Logo BBC

Kelapa Sawit, Ancaman Perang Dagang RI-Uni Eropa dan 6 Hal Lain

Buruh memuat tandan buah segar (TBS) kelapa sawit di areal perkebunan sawit
Buruh memuat tandan buah segar (TBS) kelapa sawit di areal perkebunan sawit
Sumber :
  • ANTARA FOTO/Jojon

Uni Eropa akan menghentikan sama sekali pemakaian minyak sawit sebagai bahan bakar hayati pada 2030, sebuah langkah yang diprotes Indonesia.

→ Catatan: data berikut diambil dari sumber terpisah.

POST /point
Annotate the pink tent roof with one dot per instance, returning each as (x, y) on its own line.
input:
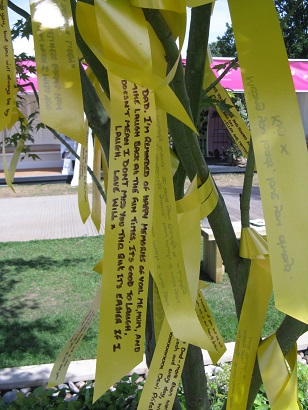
(233, 79)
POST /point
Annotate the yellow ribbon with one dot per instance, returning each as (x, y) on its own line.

Indonesia menilai langkah ini sebagai bentuk diskriminasi, karena bahan untuk biodiesel yang dimiliki UE dianggap tidak kompetitif. Ancaman boikot produk Eropa pun siap dilayangkan Indonesia.

Tahun lalu, ekspor sawit Indonesia ke Uni Eropa hampir lima juta ton, dan lebih dari setengahnya digunakan untuk biofuel. Jumlah itu mencapai empat belas persen dari total ekspor sawit.

Namun kini, Uni Eropa bakal menyetop penggunaan sawit untuk biodiesel sebagaimana tercantum dokumen Delegated Regulation Supplementing Directive of The EU Renewable Energy Directive II (RED II).

Lalu, Indonesia saat ini menyusun rancangan untuk membawa sikap Uni Eropa ke Organisasi Perdagangan Dunia WTO.

Tetapi bagaimana sebenarnya awal mula perkara ini? Apakah murni persoalan isu lingkungan atau bisnis? Apa dampak yang dirasakan Indonesia apabila UE benar-benar menyetop penggunaan sawit dari Indonesia?

Berikut enam hal penting terkait protes Indonesia dan ancaman Uni Eropa untuk menyetop penggunaan sawit dari Indonesia:

1. Sikap Uni Eropa, demi isu lingkungan atau persaingan dagang?

Sebanyak 28 negara Uni Eropa sepakat memasukan minyak sawit sebagai kategori tidak berkelanjutan sehingga tidak bisa digunakan untuk biodiesel.

Mereka menyoroti masalah deforestasi alias perusakan hutan akibat adanya budidaya sawit yang masif. Peraturan baru itu akan diuji coba selama dua bulan.

Jika tidak ada yang berkeberatan, Delegated Regulation Supplementing Directive of The EU Renewable Energy Directive II (RED II) ini akan dipublikasikan dalam jurnal resmi Uni Eropa.